時間に遅れそうで、先を急いでいるのでしょう。
単に早く到着したくて、スピードを出しているのかもしれません。
後ろからすっと抜かれ、ぐいぐい引き離され、まもなく車の姿が見えなくなるのです。
さて、ここでよくあるオチがあります。
信号待ちで追いついてしまうのです。
いくら先を急いでいても、赤信号のときは止まらなければなりません。
長めに待たされる赤信号も少なくありません。
「あんなに前を行っていたのに追いついちゃった。急いでいたようだけど、あまり意味がなかったね」と思います。
スピードを上げたところで、大して変わらないのです。
そして特筆すべきはここからです。
メリットはほとんどない一方で、リスクは確実にあります。
それは「事故のリスクが高まること」です。
スピードが上がるにつれ、事故を起こす危険性が高まります。
急ブレーキが利きにくくなり、停止するまでに時間がかかります。
特に車の運転の場合、小さな接触事故でも大事になるケースがあります。
取り返しのつかない事態に至る可能性もゼロではありません。
先を急いでいても赤信号で追いつかれ、しかも事故のリスクまで高まるのですから、いいことはありません。
総合的に見ると、メリットより、むしろリスクのほうが大きいのです。
遅刻しそうなときは、ついスピードを上げたくなるものですが、ここは冷静になりたい場面です。
常に安全運転を心がけましょう。
「スピードを出したい=事故を起こすリスクが高まる」です。
交通安全のスローガンで「事故は一瞬、後悔は一生」といったフレーズを見かけることがありますが、まさにそれです。

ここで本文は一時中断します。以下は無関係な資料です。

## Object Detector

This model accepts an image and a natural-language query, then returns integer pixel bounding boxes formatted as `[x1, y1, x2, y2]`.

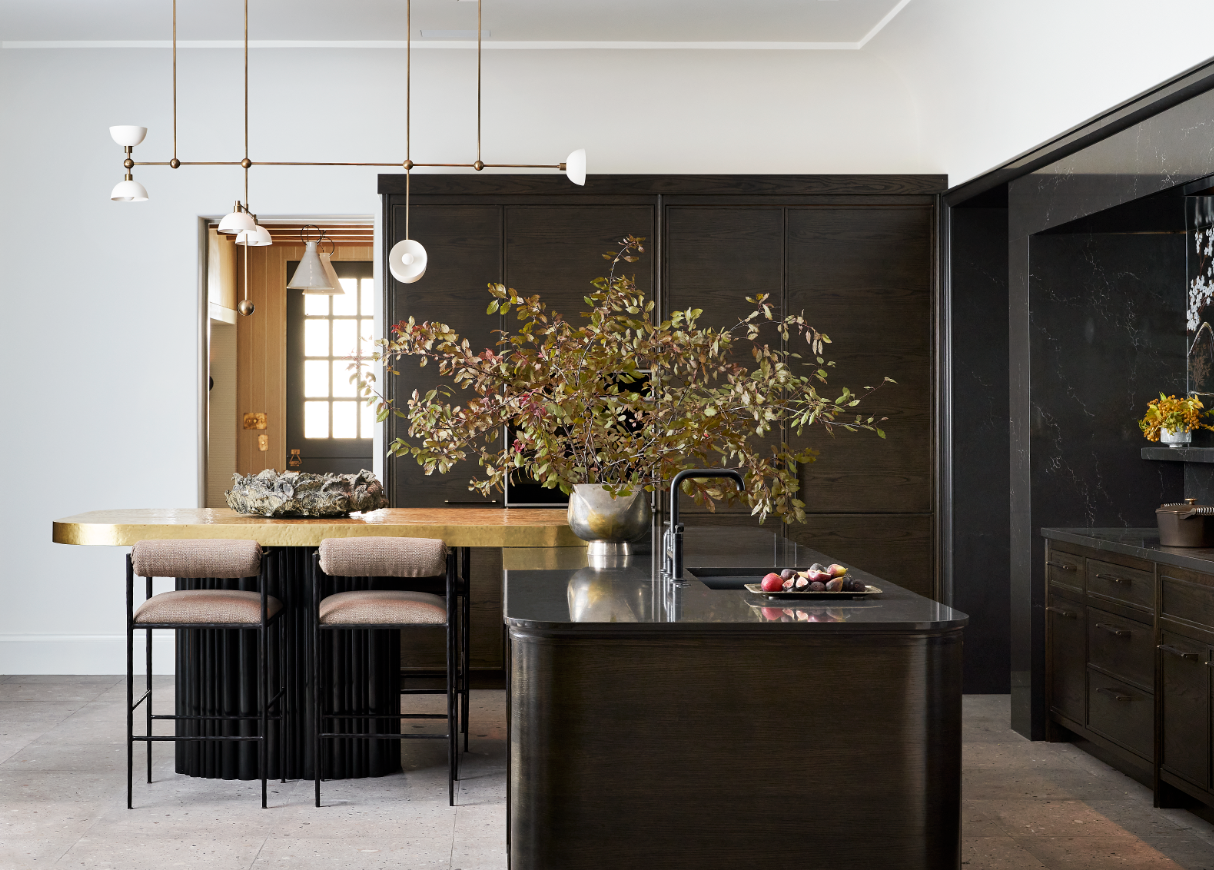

わずかな時間短縮のために、事故のリスクを上げるのは割に合いません。
「急いだところで大して変わらない。普段と変わらず、安全運転を心がけよう」と自分に言い聞かせましょう。
車のアクセルを踏むのではなく、まず心のブレーキを踏むのです。
遅刻しそうな状況なら、そもそもそういう状況になった原因を探り、反省することです。
就寝時間が遅かったり、ぎりぎりまで行動しない癖があったりするなら、そうした習慣を改善し、改めたほうが得策です。
日頃から余裕を持った行動を心がけていれば、遅刻で急ぐこともなくなるのです。